Das ist Frankens tapferste Mutter
Ihr Sohn Ilias liegt schon seit 23 Jahren nach einem Mofa-Unfall im Koma - Sieglinde Markfort opfert sich für ihn auf
OBERASBACH Die wahren Helden des Alltags wirken oft im Verborgenen. Sieglinde Markfort aus Oberasbach (Kreis Fürth) ist so ein Held. Angetrieben von ihrer unendlichen Mutterliebe pflegt sie mit Hingabe ihren im Koma liegenden Sohn – seit nunmehr 23 langen, langen Jahren.
Wie oft sie in dieser Zeit verzweifelt war, wie oft es schien, dass sie am Ende ihrer Kräfte angelangt ist, wie oft sie im Tränenmeer versank, hat Sieglinde Markfort nicht gezählt. „Manchmal denkt man, dass es einfach nicht mehr weitergeht. Aber Ilias braucht mich ja. Er ist auf mich vollkommen angewiesen“, beschreibt sie ihren emotionalen Zick-Zack-Kurs zwischen Hoffnung und Niedergeschlagenheit.
"Urlaub kenne ich nicht"
Hinter ihrem kleinen Friseurladen, den Sieglinde Markfort in Oberasbach betreibt, hat sie ein behindertengerechtes Zimmer eingerichtet, damit sie immer in der Nähe von Ilias (38) ist. Auch sonst ist ihr Leben komplett auf die schwierige Situation abgestimmt. Das geht bis zur Selbstaufgabe. Sieglinde Markfort: „Urlaub kenne ich nicht. Wer soll sich denn in dieser Zeit um meinen Sohn kümmern?“
April 1986: Die ersten warmen Tage des Jahres locken auch Ilias ins Freie. Mit seinen Kumpels hat sich der 15-jährige Schüler auf dem Fußballplatz verabredet. Daheim steigt er auf sein Mofa und fährt los. Am Fußballplatz wird Ilias nie ankommen. Eine Kreuzung gleich in der Nähe seines Elternhauses wird ihm zum Verhängnis. Er stößt frontal mit einem Auto zusammen, wird lebensgefährlich verletzt. Vor dem Tod können ihn die Ärzte letztendlich retten, aber Ilias liegt in einem Wachkoma, aus dem er nach menschlichem Ermessen nie mehr aufwachen wird.
Der Tag des Unfalls stellt das bis dahin geordnete Leben der ganzen Familie auf den Kopf. Der Vater von Ilias kommt mit der Situation nicht zurecht – und verlässt die Familie. Die ganze Last liegt nun allein auf den Schultern von Sieglinde Markfort. Für sie steht aber außer Frage, dass Ilias nicht in einem anonymen Pflegeheim vor sich hindämmern soll. Sie holt ihn zu sich.

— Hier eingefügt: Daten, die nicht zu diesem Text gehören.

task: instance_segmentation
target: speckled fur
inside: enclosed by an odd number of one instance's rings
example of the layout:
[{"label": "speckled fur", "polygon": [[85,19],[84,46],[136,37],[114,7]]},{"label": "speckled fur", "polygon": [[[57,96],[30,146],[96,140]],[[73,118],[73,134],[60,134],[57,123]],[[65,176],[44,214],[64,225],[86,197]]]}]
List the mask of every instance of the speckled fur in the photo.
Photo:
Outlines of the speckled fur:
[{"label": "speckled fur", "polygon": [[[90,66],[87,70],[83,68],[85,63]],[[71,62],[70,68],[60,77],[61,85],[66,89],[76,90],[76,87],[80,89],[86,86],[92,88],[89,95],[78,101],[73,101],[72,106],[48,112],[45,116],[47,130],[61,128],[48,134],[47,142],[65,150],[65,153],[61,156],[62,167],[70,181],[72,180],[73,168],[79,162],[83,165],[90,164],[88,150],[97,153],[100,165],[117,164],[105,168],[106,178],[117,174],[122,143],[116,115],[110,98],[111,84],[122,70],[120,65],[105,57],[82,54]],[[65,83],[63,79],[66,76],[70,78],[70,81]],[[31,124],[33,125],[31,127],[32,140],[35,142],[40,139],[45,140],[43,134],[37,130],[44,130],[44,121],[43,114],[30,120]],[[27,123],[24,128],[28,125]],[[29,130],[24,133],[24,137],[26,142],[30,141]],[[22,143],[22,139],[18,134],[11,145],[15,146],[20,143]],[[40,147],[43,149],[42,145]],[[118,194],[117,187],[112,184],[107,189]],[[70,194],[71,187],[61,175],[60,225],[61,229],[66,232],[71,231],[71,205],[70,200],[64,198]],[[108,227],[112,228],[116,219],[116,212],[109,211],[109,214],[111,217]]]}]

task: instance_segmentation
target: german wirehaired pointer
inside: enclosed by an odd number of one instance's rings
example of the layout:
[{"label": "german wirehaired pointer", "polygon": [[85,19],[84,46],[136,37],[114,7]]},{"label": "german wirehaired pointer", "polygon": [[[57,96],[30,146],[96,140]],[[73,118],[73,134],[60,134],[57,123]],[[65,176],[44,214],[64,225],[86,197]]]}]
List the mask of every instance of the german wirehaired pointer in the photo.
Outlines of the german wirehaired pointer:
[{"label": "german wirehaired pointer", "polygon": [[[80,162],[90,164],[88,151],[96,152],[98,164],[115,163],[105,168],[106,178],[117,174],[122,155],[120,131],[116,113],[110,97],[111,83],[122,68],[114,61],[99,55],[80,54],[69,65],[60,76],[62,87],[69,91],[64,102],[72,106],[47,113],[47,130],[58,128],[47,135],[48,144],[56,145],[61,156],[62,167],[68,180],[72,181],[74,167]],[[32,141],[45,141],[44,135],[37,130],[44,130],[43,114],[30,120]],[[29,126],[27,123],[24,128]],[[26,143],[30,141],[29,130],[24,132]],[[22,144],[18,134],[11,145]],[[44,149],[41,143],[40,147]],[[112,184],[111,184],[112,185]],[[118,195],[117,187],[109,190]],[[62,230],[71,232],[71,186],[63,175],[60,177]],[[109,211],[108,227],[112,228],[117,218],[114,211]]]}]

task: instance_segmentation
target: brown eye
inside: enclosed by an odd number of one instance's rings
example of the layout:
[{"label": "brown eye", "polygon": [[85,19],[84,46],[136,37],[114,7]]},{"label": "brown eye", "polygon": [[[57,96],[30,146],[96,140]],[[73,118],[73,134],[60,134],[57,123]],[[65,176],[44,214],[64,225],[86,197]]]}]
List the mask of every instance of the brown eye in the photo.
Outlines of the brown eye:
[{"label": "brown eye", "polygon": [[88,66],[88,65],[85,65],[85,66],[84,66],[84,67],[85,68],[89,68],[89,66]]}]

Jeder Cent wird zwei Mal umgedreht
Zur Sicherung ihrer Existenz bleibt der Friseurin nichts anderes übrig, als zweigleisig zu fahren und alles unter einen Hut zu bringen: die intensive Betreuung von Ilias und ihren Job. Die Diakoniestation kümmert sich tagsüber um die Routinepflege des jungen Mannes. Abends und an den Wochenenden übernimmt das die Mutter. „Ich stehe mindestens dreimal in der Nacht auf, um nach Ilias zu sehen und ihn umzubetten, damit er nicht wund liegt“, schildert Sieglinde Markfort einen ganz normalen Tag.

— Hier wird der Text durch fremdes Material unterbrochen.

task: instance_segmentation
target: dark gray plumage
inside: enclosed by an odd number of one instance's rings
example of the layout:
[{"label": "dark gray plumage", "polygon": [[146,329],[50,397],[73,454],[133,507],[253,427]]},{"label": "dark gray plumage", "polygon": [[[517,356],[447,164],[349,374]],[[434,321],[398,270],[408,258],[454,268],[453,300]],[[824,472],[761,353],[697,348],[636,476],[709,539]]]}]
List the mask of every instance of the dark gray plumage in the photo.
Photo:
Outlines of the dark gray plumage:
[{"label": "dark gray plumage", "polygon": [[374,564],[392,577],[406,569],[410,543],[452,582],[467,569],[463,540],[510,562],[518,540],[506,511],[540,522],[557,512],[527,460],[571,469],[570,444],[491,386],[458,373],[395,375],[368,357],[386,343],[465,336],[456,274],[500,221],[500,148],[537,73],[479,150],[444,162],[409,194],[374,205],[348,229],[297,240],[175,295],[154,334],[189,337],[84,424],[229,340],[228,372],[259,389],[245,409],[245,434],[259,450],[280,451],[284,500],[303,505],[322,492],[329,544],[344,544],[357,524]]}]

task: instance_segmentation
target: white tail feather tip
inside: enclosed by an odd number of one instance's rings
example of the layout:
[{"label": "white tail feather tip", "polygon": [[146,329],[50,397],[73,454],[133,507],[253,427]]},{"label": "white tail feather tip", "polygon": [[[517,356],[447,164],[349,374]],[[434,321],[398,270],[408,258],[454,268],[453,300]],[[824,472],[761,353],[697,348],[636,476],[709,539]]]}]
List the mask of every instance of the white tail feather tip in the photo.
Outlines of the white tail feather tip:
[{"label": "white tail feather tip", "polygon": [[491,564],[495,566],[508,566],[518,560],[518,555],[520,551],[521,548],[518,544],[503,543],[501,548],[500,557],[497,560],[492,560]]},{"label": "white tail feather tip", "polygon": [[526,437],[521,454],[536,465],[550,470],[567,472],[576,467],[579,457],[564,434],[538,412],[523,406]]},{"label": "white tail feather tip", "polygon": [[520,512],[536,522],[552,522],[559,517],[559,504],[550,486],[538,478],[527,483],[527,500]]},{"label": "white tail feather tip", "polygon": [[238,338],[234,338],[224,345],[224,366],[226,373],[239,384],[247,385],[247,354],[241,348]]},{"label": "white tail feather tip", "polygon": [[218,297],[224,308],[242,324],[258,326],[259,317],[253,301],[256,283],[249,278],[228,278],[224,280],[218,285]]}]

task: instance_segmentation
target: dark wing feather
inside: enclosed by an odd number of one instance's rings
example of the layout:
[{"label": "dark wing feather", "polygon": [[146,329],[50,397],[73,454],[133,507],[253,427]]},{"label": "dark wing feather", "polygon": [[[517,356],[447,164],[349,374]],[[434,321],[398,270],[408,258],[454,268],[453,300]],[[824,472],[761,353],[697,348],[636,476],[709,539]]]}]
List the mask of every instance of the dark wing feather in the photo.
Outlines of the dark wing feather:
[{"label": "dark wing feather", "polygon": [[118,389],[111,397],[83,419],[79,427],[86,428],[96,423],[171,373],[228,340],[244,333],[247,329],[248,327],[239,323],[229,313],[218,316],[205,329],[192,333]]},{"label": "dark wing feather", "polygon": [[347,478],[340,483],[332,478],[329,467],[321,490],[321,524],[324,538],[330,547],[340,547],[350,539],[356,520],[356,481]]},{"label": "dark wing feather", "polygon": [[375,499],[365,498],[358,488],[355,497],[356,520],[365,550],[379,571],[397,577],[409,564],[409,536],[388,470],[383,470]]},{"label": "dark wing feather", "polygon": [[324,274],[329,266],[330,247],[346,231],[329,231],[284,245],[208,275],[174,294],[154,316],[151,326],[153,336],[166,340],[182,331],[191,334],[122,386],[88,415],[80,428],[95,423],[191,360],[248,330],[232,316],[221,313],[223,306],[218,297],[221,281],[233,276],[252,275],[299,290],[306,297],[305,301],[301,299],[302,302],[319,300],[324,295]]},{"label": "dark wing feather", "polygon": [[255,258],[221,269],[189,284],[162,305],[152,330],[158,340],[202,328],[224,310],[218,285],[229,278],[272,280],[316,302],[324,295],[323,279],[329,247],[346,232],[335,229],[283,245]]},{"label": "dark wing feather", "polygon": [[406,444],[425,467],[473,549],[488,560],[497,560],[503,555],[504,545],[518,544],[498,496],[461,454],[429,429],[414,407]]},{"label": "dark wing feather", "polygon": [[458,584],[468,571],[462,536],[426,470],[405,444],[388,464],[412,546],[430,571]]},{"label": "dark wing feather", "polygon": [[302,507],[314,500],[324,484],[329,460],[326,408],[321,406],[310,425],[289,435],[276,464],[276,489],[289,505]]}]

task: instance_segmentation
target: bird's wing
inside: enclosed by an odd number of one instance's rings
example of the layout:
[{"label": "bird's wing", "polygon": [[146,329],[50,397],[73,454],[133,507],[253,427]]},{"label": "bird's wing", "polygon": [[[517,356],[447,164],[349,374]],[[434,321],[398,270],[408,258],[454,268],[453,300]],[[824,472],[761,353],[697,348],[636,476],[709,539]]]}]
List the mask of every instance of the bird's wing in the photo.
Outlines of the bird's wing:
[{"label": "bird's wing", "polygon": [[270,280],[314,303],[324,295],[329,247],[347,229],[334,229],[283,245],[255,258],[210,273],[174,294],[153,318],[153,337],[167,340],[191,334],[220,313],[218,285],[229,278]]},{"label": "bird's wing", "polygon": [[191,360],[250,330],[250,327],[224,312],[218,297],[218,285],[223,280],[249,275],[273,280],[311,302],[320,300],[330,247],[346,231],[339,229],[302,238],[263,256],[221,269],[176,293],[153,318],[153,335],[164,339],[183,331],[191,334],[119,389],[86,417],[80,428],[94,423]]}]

Durch die hohen Kosten für die Pflege ihres Sohnes muss die Mutter jeden Cent zweimal umdrehen. „Die Krankenversicherung kommt wirklichnur für die allernotwendigsten Kosten auf. Das ist zu viel zum Sterben, aber es bleibt kein Spielraum für die kleinste Annehmlichkeit“, erzählt die vom Schicksal gebeutelte Mutter. Noch hat sie die Kraft und hält durch. „Aber manchmal stelle ich mir doch die Frage, wie lange ich das alles noch aushalten kann“, sagt Sieglinde Markfort.